After a year of a divisive political climate, Thanksgiving comes at a welcome time.
Unlike the political arena, or even other divisions of the technology industry, when working in IT security, people rarely notice when everything is done perfectly. When development delivers that great new mobile app that your customers love, they (deservedly) get plenty of accolades. When security delivers new policies that keep up with every industry standard and regulation, there is no cheering. The more likely response is complaining about the changes that will need to occur in response.
So if you’re a security professional who wants to help upper level management understand how much you really contribute to the organization, and why they should appreciate what are often thankless tasks, read on for reasons to cheer on IT teams this holiday season.
#1 IT security saves money
This one might be controversial, as many see security expenses more like insurance – a line item in case something bad happens. But, in today’s threat environment, it’s not a matter of “if” but “when” a disruptive attack will occur. Whatever the upfront security costs may be, the total is probably less than dealing with the effects and recovery of a data breach, pegged at an average of $4 million by the Ponemon Institute. Poor/no security would invite repeated disruptive breaches.
#2 IT security retains customers
The same 2016 Ponemon Institute study revealed that “churn” (loss of customers as a result of a data breach) was highest in the financial, health and service organizations, and lowest in public sector and education organizations. Regardless of what industry you’re in, Ponemon reports that, “The biggest financial consequence to organizations that experienced a data breach is lost business.” Data breaches have a very real effect on customer choices. The more competitive the space, the more likely churn is going to impact customer retention.

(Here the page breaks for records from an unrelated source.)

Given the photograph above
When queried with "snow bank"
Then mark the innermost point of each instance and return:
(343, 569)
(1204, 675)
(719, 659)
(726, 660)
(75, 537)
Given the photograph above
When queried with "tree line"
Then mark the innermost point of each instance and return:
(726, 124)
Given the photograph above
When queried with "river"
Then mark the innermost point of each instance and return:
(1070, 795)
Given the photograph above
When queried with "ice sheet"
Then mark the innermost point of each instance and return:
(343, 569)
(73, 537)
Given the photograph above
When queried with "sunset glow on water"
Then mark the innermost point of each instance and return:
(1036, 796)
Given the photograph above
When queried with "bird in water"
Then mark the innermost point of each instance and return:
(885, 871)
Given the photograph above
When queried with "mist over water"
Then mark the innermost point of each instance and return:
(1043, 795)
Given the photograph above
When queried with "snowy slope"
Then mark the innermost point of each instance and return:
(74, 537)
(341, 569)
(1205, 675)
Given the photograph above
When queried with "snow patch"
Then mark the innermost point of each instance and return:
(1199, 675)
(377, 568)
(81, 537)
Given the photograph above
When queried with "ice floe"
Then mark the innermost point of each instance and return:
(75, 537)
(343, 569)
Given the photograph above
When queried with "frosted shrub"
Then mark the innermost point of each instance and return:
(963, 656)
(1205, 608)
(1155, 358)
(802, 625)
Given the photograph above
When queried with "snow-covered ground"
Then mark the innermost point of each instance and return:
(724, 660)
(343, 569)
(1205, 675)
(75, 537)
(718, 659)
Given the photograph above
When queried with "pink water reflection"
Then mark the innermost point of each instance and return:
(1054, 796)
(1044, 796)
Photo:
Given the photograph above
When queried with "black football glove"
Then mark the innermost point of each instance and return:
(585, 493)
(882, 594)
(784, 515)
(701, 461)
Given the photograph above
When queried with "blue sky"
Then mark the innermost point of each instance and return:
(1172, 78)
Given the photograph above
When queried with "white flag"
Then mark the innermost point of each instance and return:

#3 IT security improves productivity
While cat videos and social media have been disruptive to the productivity of many office workers, they are nothing compared to the attention that a data breach investigation and recovery effort can command from IT teams, communications teams, and even executive leadership. In a white paper titled, “Cleaning Up After a Breach Post-Breach Impact: A Cost Compendium,” the SANS Institute reports, ““In almost all cases, repairing damaged systems, rolling back to a pre-breach state and replacing/repairing the data were consistently mentioned as high-cost items.” Big breaches are now front-page news – they will occupy a commensurate amount of valuable time and disrupt the productivity of those involved.
#4 IT security will help you keep your job
What do the breaches at the Office of Personnel Management (OPM), Target, and Sony Pictures all have in common? They all cost their CEOs (or director in the case of OPM) their jobs. Increasingly, responsibility for cyber security measures doesn’t just stop with the CISO or CIO, but goes all the way to the top.
# 5 IT security is ethical
Regulations require compliance, and boards are interested in effective demonstration of policies and controls to satisfy auditors. Audit findings are often a public black eye, and it’s tempting to include compliance here in the final slot. But beyond compliance, much of the regulation we deal with as an industry is in place to protect customers, shareholders and employees. Doing the right things to protect their privacy and intellectual property from those who would abuse that information for personal or competitive gain is the ethical thing to do, regardless of whether the regulations require it or not.
So rather than continue to look at IT security simply as unallocated overhead or a tax on conducting business, consider how you can thank the unheralded security professionals in your organization, who in the best of circumstances, go unnoticed.